Imaginary Oklahoma is an ongoing project in which some of today’s most important and influential writers combine with artists to provide a fictional take on this place we call home. Through a wide variety of voices, styles and literary devices, these works prove that “Oklahoma” is much more than a place, it’s an idea.
In Ponca City, the left tendon, being the more rational, was ready to turn back for Roanoke. It hadn’t wanted to stray in the first place, but out of a long-standing loyalty, it conceded to the right tendon’s request to continue south.
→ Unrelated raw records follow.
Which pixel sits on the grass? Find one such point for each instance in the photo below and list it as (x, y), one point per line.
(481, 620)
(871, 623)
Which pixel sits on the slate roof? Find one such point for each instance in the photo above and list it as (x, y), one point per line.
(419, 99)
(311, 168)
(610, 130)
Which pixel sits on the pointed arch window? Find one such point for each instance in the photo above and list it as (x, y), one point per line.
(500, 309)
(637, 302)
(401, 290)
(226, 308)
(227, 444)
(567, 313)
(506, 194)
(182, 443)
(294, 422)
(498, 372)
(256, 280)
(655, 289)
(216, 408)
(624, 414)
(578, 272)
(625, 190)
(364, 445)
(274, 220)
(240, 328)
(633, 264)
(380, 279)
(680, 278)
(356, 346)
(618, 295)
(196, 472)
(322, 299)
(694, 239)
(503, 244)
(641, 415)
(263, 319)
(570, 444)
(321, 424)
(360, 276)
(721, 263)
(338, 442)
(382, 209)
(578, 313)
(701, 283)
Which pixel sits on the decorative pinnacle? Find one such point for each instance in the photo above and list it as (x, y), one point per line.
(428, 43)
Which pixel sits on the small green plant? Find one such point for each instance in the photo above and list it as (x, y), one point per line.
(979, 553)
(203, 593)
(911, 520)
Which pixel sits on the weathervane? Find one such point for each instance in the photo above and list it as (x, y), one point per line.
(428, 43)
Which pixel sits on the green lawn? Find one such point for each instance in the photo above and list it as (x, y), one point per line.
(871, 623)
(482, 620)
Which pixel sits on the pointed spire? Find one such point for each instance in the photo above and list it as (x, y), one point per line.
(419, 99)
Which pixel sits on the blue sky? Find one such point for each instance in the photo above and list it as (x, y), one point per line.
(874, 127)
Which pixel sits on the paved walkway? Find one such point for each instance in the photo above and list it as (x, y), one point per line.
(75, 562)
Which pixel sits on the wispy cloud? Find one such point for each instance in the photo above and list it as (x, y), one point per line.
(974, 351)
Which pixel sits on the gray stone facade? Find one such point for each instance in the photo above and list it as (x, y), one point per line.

Omar couldn’t name this restlessness. His letters to Roanoke gave wide berth to the issue of his absence and focused instead on the mare he’d chosen. How she could read the delicate contractions and buffeted strikes of his calf muscles was beyond Omar; he’d barely ridden before. He gave little thought to the allograph transplant he’d undergone as a young boy—two Achilles tendons taken from a cadaver to replace his damaged set. The donor had also been a young boy, a descendant of the Chickasaw Indian Nation struck dead by a train.
When Omar reached Robber’s Roost in the Arbuckle Mountains the tendons took in vistas of trembling prairie grass, grazing bison and the Rock Creek corridor winding its way south through the Platt. “I’m delighted,”the right tendon said.“After so many concessions, Indian Territory.”
“If you can’t beat ’em, join ’em,” the left tendon grumbled. “I say we go back.”
“It appears we’re at a crossroads,” the right said frostily.
Omar stood then, stretched his legs. It was beautiful country. The horse waited in a patch of scouring rush, turning its jaw like a delicate rock tumbler.
“Let Omar decide,”the left suggested.
“It’s his life,” the right acceded. “Although this land’s the very last of us.”
But Omar’s gaze had already risen above the Platt, ventured south beyond the Lake of the Arbuckles, alighted on what he imagined were the forks and spools of the river that kept him from Texas.